I think, as well, when we talk about improving return on invested capital, we're talking about doing that while growing, which is a tough thing to do when we start talking about expanding our margins and certainly improving our balance sheet. We've had some considerable success in that regard over the last several years, but certainly closed in, in 2012.
Now, so how are we going to continue to do that? And it's no secret that at our Analyst Day that we have last year, we talked about improving our return on invested capital metric by 1 point per year on average over the next several years. And we certainly, we're pleased with performance last year. We did have an impact with Superstorm or Hurricane Sandy in our backyard. And we'll talk more about this at our upcoming Analyst Day on March 20 that's being held right here at NASDAQ. But I think it's a -- when we look at how we're going to be doing this, it's the same way that we've been doing it in the past and it's this it's differentiated product and we think that the product is, when we talk about an award-winning product, and I'll highlight that here in just a moment, that is foundational.

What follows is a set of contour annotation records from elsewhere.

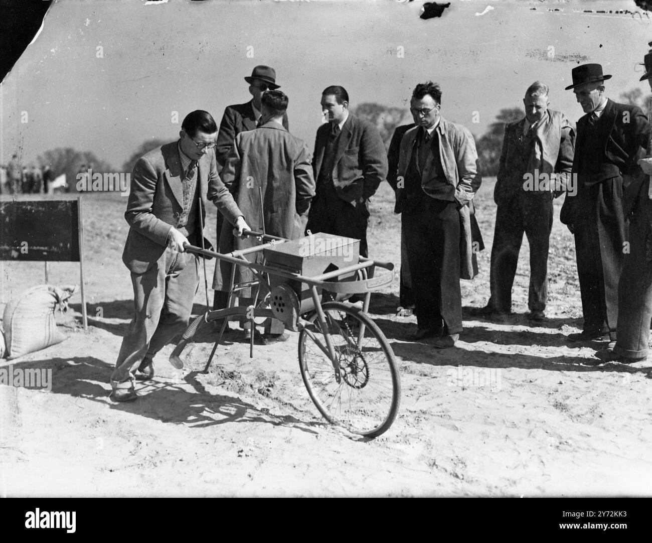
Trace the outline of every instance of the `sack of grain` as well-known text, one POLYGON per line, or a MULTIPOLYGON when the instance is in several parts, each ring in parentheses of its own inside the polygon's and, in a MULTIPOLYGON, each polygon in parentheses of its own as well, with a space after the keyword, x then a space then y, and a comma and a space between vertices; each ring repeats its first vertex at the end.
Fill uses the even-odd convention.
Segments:
POLYGON ((66 311, 68 298, 76 288, 74 285, 40 285, 7 305, 3 326, 8 358, 22 356, 66 339, 57 330, 54 310, 58 307, 60 311, 66 311))

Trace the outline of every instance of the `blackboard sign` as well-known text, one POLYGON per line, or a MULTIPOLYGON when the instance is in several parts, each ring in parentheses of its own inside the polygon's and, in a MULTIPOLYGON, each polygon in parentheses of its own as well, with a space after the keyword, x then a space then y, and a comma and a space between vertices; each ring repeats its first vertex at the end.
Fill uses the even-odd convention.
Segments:
POLYGON ((79 262, 78 200, 0 202, 0 260, 79 262))
POLYGON ((46 284, 48 262, 78 262, 82 315, 87 330, 82 198, 30 198, 0 196, 0 260, 44 261, 46 284))

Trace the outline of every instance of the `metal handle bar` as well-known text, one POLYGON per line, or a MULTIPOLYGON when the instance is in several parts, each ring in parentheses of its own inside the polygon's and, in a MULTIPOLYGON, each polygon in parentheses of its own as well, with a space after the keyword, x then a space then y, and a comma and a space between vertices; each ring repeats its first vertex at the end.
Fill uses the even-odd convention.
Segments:
MULTIPOLYGON (((277 244, 278 241, 273 241, 267 243, 263 243, 261 245, 258 245, 256 248, 265 249, 266 247, 273 247, 277 244)), ((355 293, 364 292, 372 288, 377 288, 378 287, 388 284, 389 283, 391 283, 394 278, 394 264, 391 262, 376 262, 371 258, 366 258, 364 257, 359 257, 360 259, 357 264, 348 266, 346 268, 342 268, 339 270, 335 270, 327 273, 322 273, 321 275, 316 275, 313 277, 308 277, 304 275, 299 275, 299 273, 288 272, 286 270, 275 268, 273 266, 269 266, 269 264, 265 266, 256 264, 256 262, 251 262, 243 258, 237 258, 239 255, 242 254, 242 251, 236 251, 228 254, 222 254, 220 253, 215 253, 213 251, 208 251, 207 249, 203 249, 198 247, 191 245, 189 243, 184 243, 183 246, 186 250, 190 253, 196 253, 199 255, 205 255, 208 256, 213 256, 219 260, 226 260, 228 262, 231 262, 231 264, 234 264, 237 266, 245 266, 247 268, 256 272, 271 273, 273 275, 280 275, 280 277, 285 277, 286 279, 293 279, 294 281, 305 283, 306 285, 321 287, 327 290, 333 292, 355 293), (345 273, 357 272, 358 270, 362 270, 365 268, 371 268, 374 266, 378 266, 379 268, 383 268, 385 270, 388 270, 393 273, 386 273, 380 277, 372 277, 371 279, 364 279, 363 281, 342 281, 341 283, 328 281, 328 279, 333 279, 334 277, 342 275, 345 273)))

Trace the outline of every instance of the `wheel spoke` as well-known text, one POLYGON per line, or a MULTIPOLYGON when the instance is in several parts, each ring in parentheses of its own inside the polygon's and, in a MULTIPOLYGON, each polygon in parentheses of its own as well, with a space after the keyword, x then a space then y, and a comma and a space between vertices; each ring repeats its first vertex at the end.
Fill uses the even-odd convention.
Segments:
MULTIPOLYGON (((331 360, 302 332, 300 366, 310 397, 329 420, 378 435, 389 427, 398 409, 400 385, 391 348, 364 314, 340 302, 322 307, 340 379, 337 382, 331 360)), ((313 332, 323 333, 318 320, 311 320, 313 332)))

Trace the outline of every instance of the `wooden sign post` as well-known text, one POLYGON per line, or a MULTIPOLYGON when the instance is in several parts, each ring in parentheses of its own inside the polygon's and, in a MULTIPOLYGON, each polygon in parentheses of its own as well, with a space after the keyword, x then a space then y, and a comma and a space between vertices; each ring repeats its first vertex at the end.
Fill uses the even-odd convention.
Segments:
POLYGON ((83 329, 88 330, 83 279, 82 197, 0 199, 0 260, 78 262, 83 329))

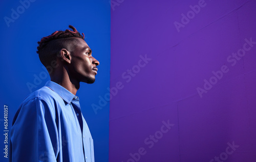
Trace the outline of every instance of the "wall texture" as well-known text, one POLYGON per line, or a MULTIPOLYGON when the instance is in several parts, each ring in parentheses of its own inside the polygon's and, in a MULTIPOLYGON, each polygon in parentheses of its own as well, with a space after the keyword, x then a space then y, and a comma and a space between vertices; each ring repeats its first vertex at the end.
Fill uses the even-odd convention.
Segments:
POLYGON ((256 161, 256 2, 111 3, 109 161, 256 161))

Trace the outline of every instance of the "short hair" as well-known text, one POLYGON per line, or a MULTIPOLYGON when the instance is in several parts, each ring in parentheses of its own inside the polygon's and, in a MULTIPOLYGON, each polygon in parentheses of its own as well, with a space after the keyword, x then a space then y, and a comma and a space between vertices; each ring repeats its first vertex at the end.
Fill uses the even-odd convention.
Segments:
POLYGON ((42 38, 40 42, 37 42, 39 45, 36 52, 45 66, 50 65, 53 60, 56 60, 57 55, 62 48, 71 50, 76 38, 84 40, 83 33, 82 33, 82 36, 72 25, 70 25, 69 27, 73 31, 68 29, 65 31, 57 31, 50 36, 42 38))

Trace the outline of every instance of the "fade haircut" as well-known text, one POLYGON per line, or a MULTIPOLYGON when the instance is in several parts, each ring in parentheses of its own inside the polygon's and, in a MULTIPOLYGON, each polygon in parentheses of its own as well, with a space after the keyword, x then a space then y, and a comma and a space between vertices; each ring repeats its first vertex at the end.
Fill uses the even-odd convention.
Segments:
POLYGON ((45 66, 51 65, 53 61, 57 59, 57 56, 60 49, 65 48, 68 51, 72 51, 76 46, 76 38, 84 40, 84 34, 82 36, 72 25, 69 27, 73 30, 68 29, 65 31, 55 31, 50 36, 42 38, 38 42, 36 52, 42 64, 45 66))

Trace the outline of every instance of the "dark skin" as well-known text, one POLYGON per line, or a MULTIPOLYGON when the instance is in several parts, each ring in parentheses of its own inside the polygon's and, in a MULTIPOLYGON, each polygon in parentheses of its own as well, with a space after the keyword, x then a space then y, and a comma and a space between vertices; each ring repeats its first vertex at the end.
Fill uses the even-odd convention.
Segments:
POLYGON ((73 49, 62 48, 57 57, 59 65, 50 74, 51 80, 76 95, 80 82, 93 83, 99 62, 92 56, 92 50, 81 38, 76 38, 73 49))

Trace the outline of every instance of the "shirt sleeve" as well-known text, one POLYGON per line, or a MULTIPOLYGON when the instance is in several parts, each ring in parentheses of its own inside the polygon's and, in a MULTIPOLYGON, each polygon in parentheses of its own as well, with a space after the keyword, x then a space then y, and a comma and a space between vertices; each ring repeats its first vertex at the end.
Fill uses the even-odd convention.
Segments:
POLYGON ((54 112, 38 97, 20 106, 11 129, 9 161, 57 161, 59 148, 54 112))

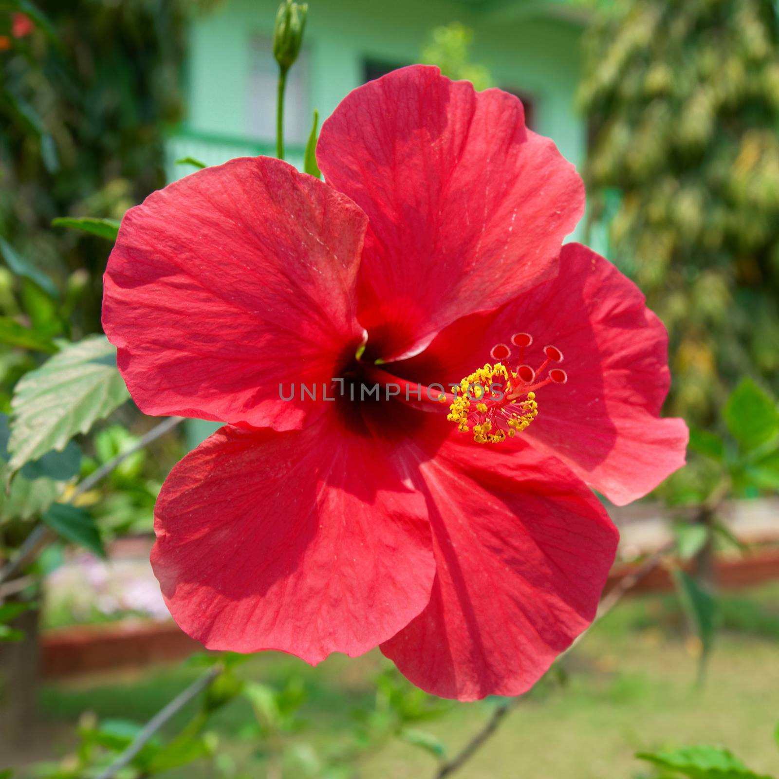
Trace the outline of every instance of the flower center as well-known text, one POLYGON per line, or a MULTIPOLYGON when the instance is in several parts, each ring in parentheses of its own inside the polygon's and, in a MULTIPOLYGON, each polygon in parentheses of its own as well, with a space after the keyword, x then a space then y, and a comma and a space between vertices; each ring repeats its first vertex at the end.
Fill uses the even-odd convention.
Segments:
POLYGON ((515 333, 510 340, 517 350, 516 359, 511 347, 497 344, 490 351, 495 361, 485 363, 453 388, 454 402, 446 418, 461 432, 472 432, 477 443, 499 443, 522 432, 538 414, 536 392, 547 384, 568 381, 561 368, 543 375, 550 363, 562 361, 562 352, 556 347, 544 347, 545 360, 534 369, 524 361, 533 337, 515 333))

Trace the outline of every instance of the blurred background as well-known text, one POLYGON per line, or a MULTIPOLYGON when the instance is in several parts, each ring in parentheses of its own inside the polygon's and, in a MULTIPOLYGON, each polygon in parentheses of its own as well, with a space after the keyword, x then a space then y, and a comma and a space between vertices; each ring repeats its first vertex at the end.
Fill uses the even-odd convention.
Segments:
MULTIPOLYGON (((0 411, 63 339, 101 332, 100 277, 128 208, 197 164, 275 155, 277 7, 0 2, 0 411), (52 226, 63 217, 75 222, 52 226)), ((779 772, 779 4, 312 0, 287 84, 288 160, 302 169, 315 109, 323 119, 351 90, 414 62, 517 95, 530 128, 576 166, 587 213, 571 238, 663 319, 665 413, 692 429, 685 469, 646 501, 609 507, 622 533, 610 587, 658 551, 672 560, 462 775, 655 776, 635 753, 693 742, 779 772)), ((65 471, 13 477, 0 559, 76 478, 153 427, 116 405, 76 437, 65 471)), ((0 583, 9 604, 27 605, 0 619, 15 632, 0 643, 0 776, 6 763, 92 776, 85 744, 121 751, 209 662, 182 664, 198 647, 169 621, 148 552, 162 481, 215 428, 188 421, 135 452, 79 495, 91 543, 65 534, 21 584, 0 583)), ((196 760, 127 776, 433 777, 499 705, 428 698, 378 654, 315 670, 258 655, 241 675, 206 704, 196 760)))

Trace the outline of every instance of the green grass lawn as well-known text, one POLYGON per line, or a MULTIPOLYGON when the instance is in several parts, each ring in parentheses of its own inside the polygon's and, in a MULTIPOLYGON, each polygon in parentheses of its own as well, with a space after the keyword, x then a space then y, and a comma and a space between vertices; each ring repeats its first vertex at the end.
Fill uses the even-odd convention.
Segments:
MULTIPOLYGON (((779 721, 779 586, 721 599, 719 633, 702 689, 696 660, 684 640, 684 620, 671 597, 623 601, 565 658, 568 680, 547 683, 526 696, 497 735, 469 763, 467 779, 632 779, 642 765, 636 751, 668 746, 726 746, 758 771, 779 775, 774 728, 779 721)), ((315 669, 293 657, 252 658, 238 673, 272 686, 291 676, 305 686, 305 731, 293 736, 319 751, 347 743, 355 709, 372 705, 372 679, 386 661, 378 653, 358 660, 334 657, 315 669)), ((41 707, 49 721, 74 722, 85 710, 100 717, 143 721, 201 672, 188 666, 157 668, 49 685, 41 707)), ((495 702, 453 704, 420 728, 456 752, 488 717, 495 702)), ((185 721, 185 712, 178 724, 185 721)), ((252 721, 238 699, 218 712, 210 729, 220 749, 246 776, 264 776, 263 763, 246 763, 258 746, 241 738, 252 721)), ((175 725, 177 723, 174 723, 175 725)), ((64 745, 62 747, 65 749, 64 745)), ((366 757, 363 777, 432 777, 435 760, 397 739, 366 757)), ((291 769, 284 776, 301 776, 291 769)), ((171 779, 211 777, 213 770, 170 772, 171 779)))

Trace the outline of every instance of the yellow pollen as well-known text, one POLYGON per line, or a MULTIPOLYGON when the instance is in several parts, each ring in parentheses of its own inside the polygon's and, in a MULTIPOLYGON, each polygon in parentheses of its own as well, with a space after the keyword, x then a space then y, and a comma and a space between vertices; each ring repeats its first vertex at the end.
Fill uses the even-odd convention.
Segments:
POLYGON ((538 414, 534 392, 527 393, 523 400, 519 400, 519 396, 511 398, 512 382, 516 379, 501 363, 486 363, 460 382, 446 418, 454 422, 460 432, 472 432, 477 443, 499 443, 506 437, 513 438, 538 414), (479 401, 475 404, 475 411, 472 400, 479 401), (487 418, 488 415, 492 418, 487 418), (502 429, 498 419, 508 429, 502 429))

It's sitting on a competitive cost structure. It's fair to say that we're not the lowest cost model that's out in the industry. When you think about the super discounters. And we're certainly not the network carrier cost model either. We think that we're in somewhat of a sweet spot when we think about the cost structure for us as well. And I think what's really important for us to focus upon is this geography. And I think here in New York you certainly know that we're large in the New York Metropolitan area, but the geography here -- I mean, at the end of the day, when you think about high-value customers, whether it's leisure customers or what's happening with the business customers as well, our geography is second to none and we'll certainly talk about that here in a bit of detail on a future slide.